The Kenai proposal would also measure its setbacks differently from the state. In state regulations, the setback distance is measured from the customer entrance of the marijuana establishment to the neighboring property line. Under the planning and zoning commission proposal, the distances would be measured from property line to property line.
Council member Tim Navarre mentioned that using these setbacks, the Kenai Arby’s — part of a franchise owned by his family, which sits at the busy intersection of the Kenai Spur Highway and Bridge Access Road — is in a permissible area, while less-exposed bars in Old Town Kenai are not. Using this example, Navarre questioned whether the zoning requirements and setbacks would be effective in their goal of making marijuana less accessible to children or whether they would merely stifle developing businesses.
“How much more confining does it make our whole business district of Kenai?” Navarre said. “In other words, if you added all of those setbacks, what would it look like on the map, and if you took different ones out, does it open or does it block essentially our whole town?
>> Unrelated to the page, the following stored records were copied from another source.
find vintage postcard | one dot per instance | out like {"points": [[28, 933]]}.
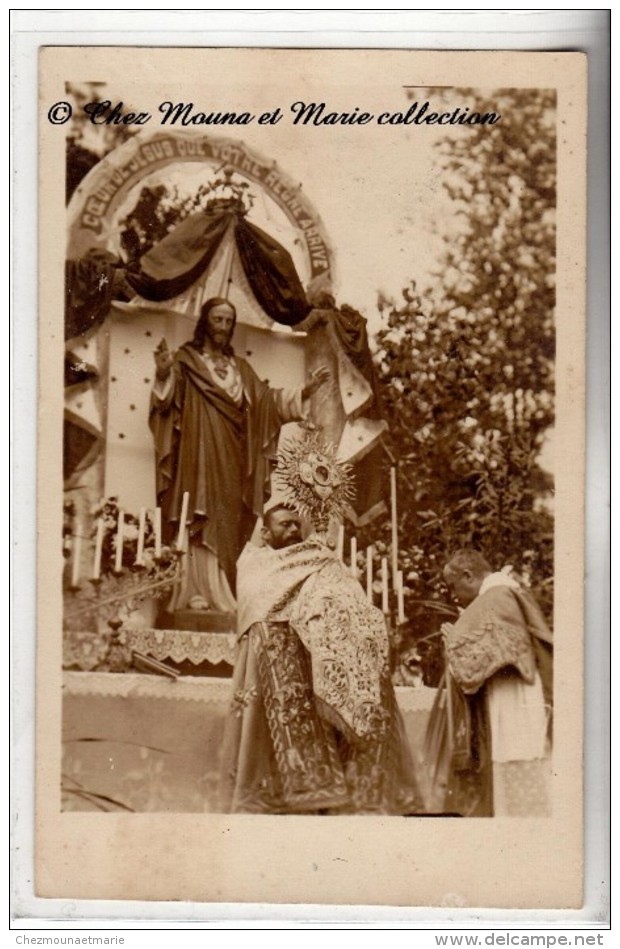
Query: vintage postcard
{"points": [[311, 476]]}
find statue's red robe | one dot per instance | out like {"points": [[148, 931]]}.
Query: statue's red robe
{"points": [[219, 451]]}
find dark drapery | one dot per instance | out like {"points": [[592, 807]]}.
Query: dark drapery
{"points": [[172, 265]]}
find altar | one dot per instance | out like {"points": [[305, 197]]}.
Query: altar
{"points": [[148, 743]]}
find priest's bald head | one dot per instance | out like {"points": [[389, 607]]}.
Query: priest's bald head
{"points": [[281, 526]]}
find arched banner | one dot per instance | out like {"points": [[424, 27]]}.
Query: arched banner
{"points": [[94, 202]]}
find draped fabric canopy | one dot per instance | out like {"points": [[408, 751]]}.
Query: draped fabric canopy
{"points": [[183, 257]]}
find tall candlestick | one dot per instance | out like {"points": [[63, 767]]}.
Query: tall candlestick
{"points": [[340, 543], [157, 529], [385, 604], [120, 534], [370, 552], [77, 553], [183, 519], [400, 597], [394, 517], [141, 528], [98, 549]]}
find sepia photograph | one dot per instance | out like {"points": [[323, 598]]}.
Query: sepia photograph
{"points": [[318, 450]]}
You might as well just ban it and be done with it.”
The planning and zoning commission proposal would allow marijuana in three zones: light and heavy industrial, and limited commercial. It would be barred from the other commercial zones — central and general commercial and central mixed use, located in the center of town. The only land zoned limited commercial is located on a strip of parcels bordering the Kenai Spur Highway to the east of the east entrance to Beaver Loop Road. According to information provided by Kenai City Planner Matt Kelley, retail marijuana establishments would be permitted on 213 Kenai parcels, or 4 percent of Kenai land by parcel.
Another proposed setback wasn’t included in either the state or draft city regulations, but recommended by Kenai City Attorney Scott Bloom, who suggested that Kenai’s final marijuana regulations increase the state-created buffer zone around schools from 500 feet to 1000 feet. He said this recommendation was based on his reading of the federal Safe Schools Act and of the Cole memo, a 2013 Department of Justice memo by then-Deputy Attorney General James Cole outlining federal government policy toward states that had legalized marijuana.